The interim Syrian government has sent a proposal to the Kurdish-led Syrian Democratic Forces (SDF) that controls the country’s northeast, according to five of the sources.
In it, Damascus expressed openness to the SDF reorganizing its roughly 50,000 fighters into three main divisions and smaller brigades as long as it cedes some chains of command and opens its territory to other Syrian army units, according to one Syrian, one Western and three Kurdish officials.
’SAVE FACE’ AND EXTEND TALKS ON INTEGRATION
It was unclear whether the idea would move forward, and several sources downplayed prospects of a comprehensive eleventh-hour deal, saying more talks are needed. Still, one SDF official said: “We are closer to a deal than ever before.”
A second Western official said that any announcement in coming days would be meant in part to “save face,” extend the deadline and maintain stability in a nation that remains fragile a year after the fall of former President Bashar Assad.
Whatever emerges was expected to fall short of the SDF’s full integration into the military and other state institutions by year-end, as was called for in a landmark March 10 agreement between the sides, most of the sources said.
Failure to mend Syria’s deepest remaining fracture risks an armed clash that could derail its emergence from 14 years of war, and potentially draw in neighboring Turkiye that has threatened an incursion against Kurdish fighters it views as terrorists.
Both sides have accused the other of stalling and acting in bad faith. The SDF is reluctant to give up autonomy it won as the main US ally during the war, after which it controlled Islamic State prisons and rich oil resources.
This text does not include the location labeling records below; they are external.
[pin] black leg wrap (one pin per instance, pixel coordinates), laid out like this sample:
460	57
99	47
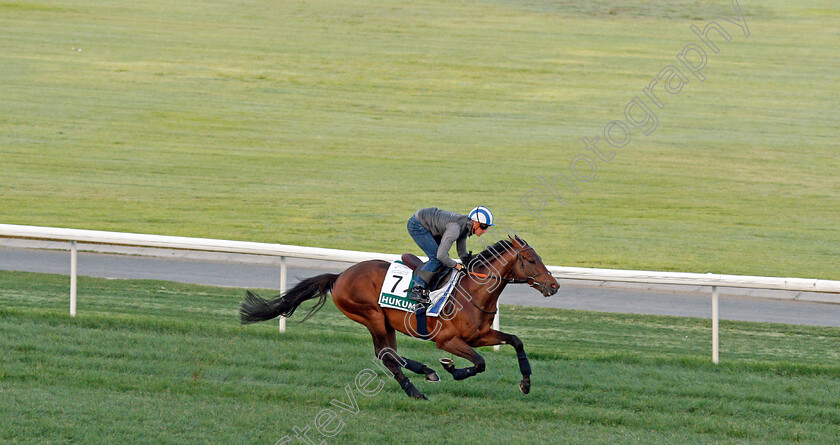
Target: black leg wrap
414	366
462	373
420	313
524	365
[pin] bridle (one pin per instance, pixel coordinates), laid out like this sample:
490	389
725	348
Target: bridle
530	280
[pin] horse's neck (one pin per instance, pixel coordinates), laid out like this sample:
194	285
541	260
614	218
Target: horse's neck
486	291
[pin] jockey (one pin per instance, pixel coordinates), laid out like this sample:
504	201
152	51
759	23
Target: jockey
435	231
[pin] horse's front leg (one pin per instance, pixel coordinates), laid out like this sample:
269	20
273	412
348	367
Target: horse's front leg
495	337
459	347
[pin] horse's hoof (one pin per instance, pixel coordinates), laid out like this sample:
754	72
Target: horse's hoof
525	386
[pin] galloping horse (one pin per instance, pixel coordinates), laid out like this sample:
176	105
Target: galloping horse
464	324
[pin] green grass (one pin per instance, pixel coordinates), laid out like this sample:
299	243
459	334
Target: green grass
328	123
158	362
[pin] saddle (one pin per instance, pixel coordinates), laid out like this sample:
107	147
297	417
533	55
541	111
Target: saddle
438	280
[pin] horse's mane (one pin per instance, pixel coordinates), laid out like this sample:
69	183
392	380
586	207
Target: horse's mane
486	256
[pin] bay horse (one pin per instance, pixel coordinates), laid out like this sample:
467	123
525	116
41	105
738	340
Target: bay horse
464	324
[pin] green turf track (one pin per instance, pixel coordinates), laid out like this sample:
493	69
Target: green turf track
328	123
158	362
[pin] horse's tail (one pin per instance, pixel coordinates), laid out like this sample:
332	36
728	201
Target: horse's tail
255	308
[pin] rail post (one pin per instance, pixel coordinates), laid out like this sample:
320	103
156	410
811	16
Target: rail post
282	320
715	326
74	254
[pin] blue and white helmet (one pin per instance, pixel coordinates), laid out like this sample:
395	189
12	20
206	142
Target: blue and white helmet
482	215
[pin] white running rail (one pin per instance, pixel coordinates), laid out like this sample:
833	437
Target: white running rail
74	236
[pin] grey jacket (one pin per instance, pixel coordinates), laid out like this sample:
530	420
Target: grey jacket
446	228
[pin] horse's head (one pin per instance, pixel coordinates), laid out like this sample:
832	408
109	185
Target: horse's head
529	268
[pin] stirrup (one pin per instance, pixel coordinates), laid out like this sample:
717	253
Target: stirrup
419	294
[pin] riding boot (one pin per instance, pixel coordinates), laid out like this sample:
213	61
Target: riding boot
420	292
The US, which backs Syrian President Ahmed Al-Sharaa and has urged global support for his interim government, has relayed messages between the SDF and Damascus, facilitated talks and urged a deal, several sources said.
A US State Department spokesperson said Tom Barrack, the US ambassador to Turkiye and special envoy to Syria, continued to support and facilitate dialogue between the Syrian government and the SDF, saying the aim was to maintain momentum toward integration of the forces.
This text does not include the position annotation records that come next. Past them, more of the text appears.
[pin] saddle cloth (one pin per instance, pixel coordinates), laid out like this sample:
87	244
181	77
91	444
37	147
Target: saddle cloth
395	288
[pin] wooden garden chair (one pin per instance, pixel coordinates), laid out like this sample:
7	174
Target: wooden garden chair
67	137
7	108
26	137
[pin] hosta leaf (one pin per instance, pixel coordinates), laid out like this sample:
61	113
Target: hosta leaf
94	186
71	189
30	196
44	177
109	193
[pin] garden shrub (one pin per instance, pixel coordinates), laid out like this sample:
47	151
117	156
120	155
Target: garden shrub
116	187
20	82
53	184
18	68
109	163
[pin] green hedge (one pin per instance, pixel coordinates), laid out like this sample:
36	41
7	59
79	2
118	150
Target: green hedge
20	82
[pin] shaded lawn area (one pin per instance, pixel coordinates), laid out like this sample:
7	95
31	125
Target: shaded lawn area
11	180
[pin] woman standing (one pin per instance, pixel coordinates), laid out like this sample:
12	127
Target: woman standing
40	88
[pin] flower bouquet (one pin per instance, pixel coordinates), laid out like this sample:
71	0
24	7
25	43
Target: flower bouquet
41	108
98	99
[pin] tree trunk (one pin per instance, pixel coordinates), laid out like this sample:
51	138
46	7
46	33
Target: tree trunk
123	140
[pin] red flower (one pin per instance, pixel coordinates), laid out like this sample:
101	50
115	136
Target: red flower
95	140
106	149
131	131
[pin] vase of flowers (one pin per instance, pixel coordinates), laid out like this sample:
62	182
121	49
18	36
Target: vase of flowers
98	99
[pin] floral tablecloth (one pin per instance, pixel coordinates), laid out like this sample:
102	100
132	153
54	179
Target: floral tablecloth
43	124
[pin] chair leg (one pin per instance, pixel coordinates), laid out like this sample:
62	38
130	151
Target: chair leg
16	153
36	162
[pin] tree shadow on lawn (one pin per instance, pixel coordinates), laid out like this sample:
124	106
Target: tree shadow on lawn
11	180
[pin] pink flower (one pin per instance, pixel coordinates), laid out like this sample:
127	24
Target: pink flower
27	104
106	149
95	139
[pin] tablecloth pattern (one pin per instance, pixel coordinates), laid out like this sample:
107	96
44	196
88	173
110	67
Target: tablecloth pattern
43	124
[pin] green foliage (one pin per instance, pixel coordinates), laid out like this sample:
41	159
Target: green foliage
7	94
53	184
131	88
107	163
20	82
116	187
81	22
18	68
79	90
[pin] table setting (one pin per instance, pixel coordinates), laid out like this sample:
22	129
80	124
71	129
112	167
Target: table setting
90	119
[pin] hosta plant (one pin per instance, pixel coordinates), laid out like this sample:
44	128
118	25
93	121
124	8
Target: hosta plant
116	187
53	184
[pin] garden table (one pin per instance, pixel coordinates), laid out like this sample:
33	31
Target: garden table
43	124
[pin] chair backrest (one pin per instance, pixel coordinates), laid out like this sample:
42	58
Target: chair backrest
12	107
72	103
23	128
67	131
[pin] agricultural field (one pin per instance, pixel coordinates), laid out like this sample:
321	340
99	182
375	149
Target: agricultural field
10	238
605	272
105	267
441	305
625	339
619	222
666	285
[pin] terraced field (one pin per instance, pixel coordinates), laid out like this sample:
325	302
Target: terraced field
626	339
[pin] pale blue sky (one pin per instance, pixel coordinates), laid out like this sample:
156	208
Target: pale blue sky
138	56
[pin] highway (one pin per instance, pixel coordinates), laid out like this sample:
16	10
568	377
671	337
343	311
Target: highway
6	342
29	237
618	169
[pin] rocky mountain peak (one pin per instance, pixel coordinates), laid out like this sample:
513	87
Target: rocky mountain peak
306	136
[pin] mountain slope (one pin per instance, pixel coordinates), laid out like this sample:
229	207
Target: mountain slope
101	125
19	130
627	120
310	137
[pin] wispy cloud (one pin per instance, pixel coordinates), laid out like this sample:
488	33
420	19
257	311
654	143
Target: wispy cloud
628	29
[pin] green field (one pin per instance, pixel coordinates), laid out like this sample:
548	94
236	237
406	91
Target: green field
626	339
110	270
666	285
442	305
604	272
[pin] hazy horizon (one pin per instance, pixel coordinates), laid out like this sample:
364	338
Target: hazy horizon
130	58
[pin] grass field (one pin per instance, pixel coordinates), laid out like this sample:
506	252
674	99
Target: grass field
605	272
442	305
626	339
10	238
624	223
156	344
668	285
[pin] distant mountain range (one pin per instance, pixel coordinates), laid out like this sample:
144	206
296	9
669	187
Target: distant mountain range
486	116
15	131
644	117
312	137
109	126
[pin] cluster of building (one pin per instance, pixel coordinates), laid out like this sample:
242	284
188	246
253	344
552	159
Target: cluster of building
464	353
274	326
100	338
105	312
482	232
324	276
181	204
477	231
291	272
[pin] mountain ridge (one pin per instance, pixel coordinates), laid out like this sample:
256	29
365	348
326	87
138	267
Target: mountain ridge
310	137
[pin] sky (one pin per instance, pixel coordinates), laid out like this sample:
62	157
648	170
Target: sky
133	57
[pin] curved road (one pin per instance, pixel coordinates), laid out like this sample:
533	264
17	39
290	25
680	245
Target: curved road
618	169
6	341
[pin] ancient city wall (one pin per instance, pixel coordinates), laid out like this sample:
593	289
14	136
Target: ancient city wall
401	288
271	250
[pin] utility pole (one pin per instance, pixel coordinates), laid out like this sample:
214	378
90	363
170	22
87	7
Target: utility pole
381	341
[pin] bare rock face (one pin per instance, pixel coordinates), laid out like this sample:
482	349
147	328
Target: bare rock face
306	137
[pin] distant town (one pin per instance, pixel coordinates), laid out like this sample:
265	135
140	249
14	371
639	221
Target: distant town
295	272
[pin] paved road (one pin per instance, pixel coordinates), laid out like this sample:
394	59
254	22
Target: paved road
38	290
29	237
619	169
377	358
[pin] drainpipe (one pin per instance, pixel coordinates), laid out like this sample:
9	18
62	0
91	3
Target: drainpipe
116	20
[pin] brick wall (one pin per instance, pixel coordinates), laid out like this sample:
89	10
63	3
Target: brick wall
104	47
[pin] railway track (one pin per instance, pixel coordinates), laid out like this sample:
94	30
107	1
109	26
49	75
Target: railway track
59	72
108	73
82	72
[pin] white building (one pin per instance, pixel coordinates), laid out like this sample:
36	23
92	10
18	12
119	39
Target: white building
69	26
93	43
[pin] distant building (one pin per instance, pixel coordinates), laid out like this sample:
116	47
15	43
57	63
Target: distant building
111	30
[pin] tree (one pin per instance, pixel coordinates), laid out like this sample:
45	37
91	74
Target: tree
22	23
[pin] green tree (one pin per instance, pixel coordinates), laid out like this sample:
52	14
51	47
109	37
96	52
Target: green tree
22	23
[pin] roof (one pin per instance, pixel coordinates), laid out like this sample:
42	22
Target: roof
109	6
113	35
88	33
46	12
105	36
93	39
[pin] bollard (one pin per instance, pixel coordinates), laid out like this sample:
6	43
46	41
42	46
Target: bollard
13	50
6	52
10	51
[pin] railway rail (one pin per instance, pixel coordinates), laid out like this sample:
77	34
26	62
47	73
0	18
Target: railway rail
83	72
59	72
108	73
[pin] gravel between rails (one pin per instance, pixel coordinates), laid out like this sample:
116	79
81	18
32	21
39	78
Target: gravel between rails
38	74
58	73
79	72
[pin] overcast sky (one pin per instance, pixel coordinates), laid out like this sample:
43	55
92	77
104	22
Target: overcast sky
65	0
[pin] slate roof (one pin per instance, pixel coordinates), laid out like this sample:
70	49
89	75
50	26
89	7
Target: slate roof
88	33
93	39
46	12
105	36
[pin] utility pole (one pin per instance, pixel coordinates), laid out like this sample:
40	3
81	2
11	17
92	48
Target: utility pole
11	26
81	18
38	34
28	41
SDF DOWNPLAYS DEADLINE; TURKEY SAYS PATIENCE THIN
Since a major round of talks in the summer between the sides failed to produce results, frictions have mounted including frequent skirmishes along several front lines across the north.
The SDF took control of much of northeast Syria, where most of the nation’s oil and wheat production is, after defeating Daesh militants in 2019.
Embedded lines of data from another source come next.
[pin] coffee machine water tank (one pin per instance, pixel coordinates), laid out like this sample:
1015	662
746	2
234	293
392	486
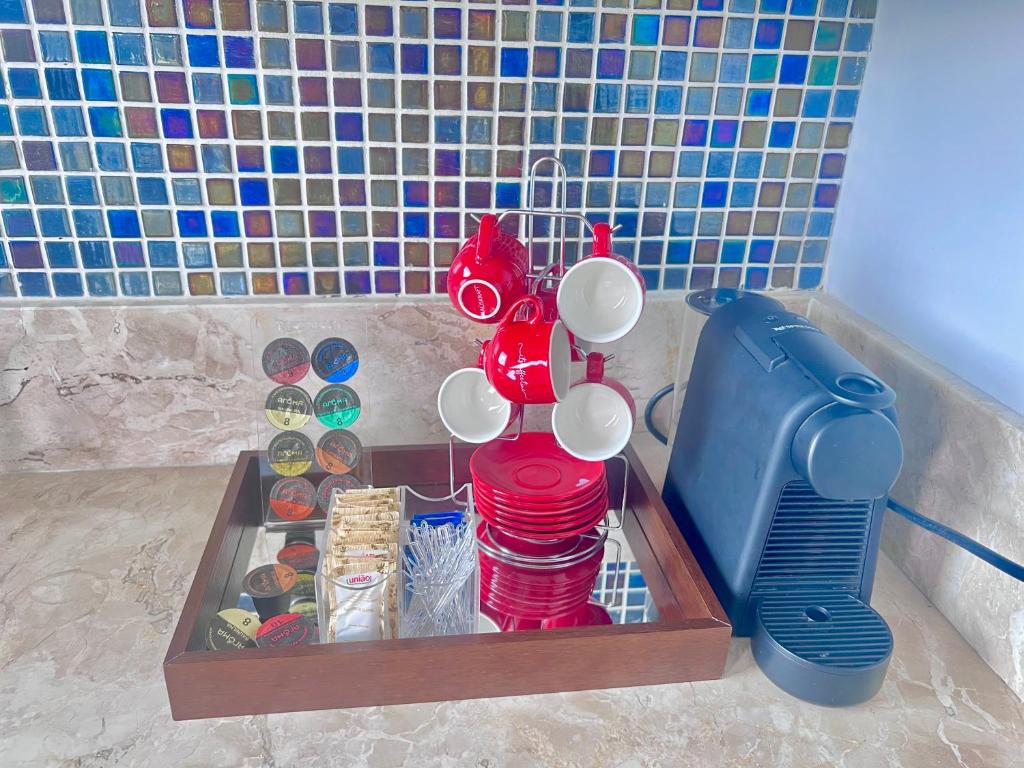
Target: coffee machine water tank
784	454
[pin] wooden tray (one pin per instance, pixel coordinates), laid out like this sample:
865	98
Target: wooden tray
688	642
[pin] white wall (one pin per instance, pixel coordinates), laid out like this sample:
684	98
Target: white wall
929	238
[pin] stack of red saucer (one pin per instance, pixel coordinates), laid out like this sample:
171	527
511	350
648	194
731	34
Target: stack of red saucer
534	488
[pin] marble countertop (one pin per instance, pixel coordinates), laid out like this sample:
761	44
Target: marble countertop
95	566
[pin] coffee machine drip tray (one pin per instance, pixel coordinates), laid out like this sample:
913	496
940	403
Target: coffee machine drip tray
826	647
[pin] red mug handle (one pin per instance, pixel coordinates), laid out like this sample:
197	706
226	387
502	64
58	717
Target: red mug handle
595	368
485	236
536	315
602	240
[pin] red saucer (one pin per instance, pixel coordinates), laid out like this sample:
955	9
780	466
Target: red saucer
534	468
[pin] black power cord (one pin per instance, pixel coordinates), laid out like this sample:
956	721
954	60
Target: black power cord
977	549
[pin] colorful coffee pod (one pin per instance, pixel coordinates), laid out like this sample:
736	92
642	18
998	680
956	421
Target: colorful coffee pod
325	493
288	408
287	629
299	556
337	407
231	629
335	359
286	360
270	588
291	454
307	608
339	452
293	499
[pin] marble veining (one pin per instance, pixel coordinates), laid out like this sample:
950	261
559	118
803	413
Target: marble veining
96	564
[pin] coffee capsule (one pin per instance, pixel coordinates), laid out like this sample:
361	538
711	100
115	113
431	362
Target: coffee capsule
286	360
293	499
230	629
287	629
339	452
325	493
270	588
335	359
288	408
299	556
337	407
291	454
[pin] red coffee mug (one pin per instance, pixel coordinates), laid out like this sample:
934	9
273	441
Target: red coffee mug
488	273
528	360
600	298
It said it was ending decades of repression against the Kurdish minority but resentment against its rule has grown among the predominantly Arab population, including against compulsory conscription of young men.
A Syrian official said the year-end deadline for integration is firm and only “irreversible steps” by the SDF could bring an extension.
Turkiye’s foreign minister, Hakan Fidan, said on Thursday it does not want to resort to military means but warned that patience with the SDF is “running out.”
Kurdish officials have downplayed the deadline and said they are committed to talks toward a just integration.
“The most reliable guarantee for the agreement’s continued validity lies in its content, not timeframe,” said Sihanouk Dibo, a Syrian autonomous administration official, suggesting it could take until mid-2026 to address all points in the deal.
The SDF had in October floated the idea of reorganizing into three geographical divisions as well as the brigades. It is unclear whether that concession, in the proposal from Damascus in recent days, would be enough to convince it to give up territorial control.
Abdel Karim Omar, representative of the Kurdish-led northeastern administration in Damascus, said the proposal, which has not been made public, included “logistical and administrative details that could cause disagreement and lead to delays.”
A senior Syrian official told Reuters the response “has flexibility to facilitate reaching an agreement that implements the March accord.”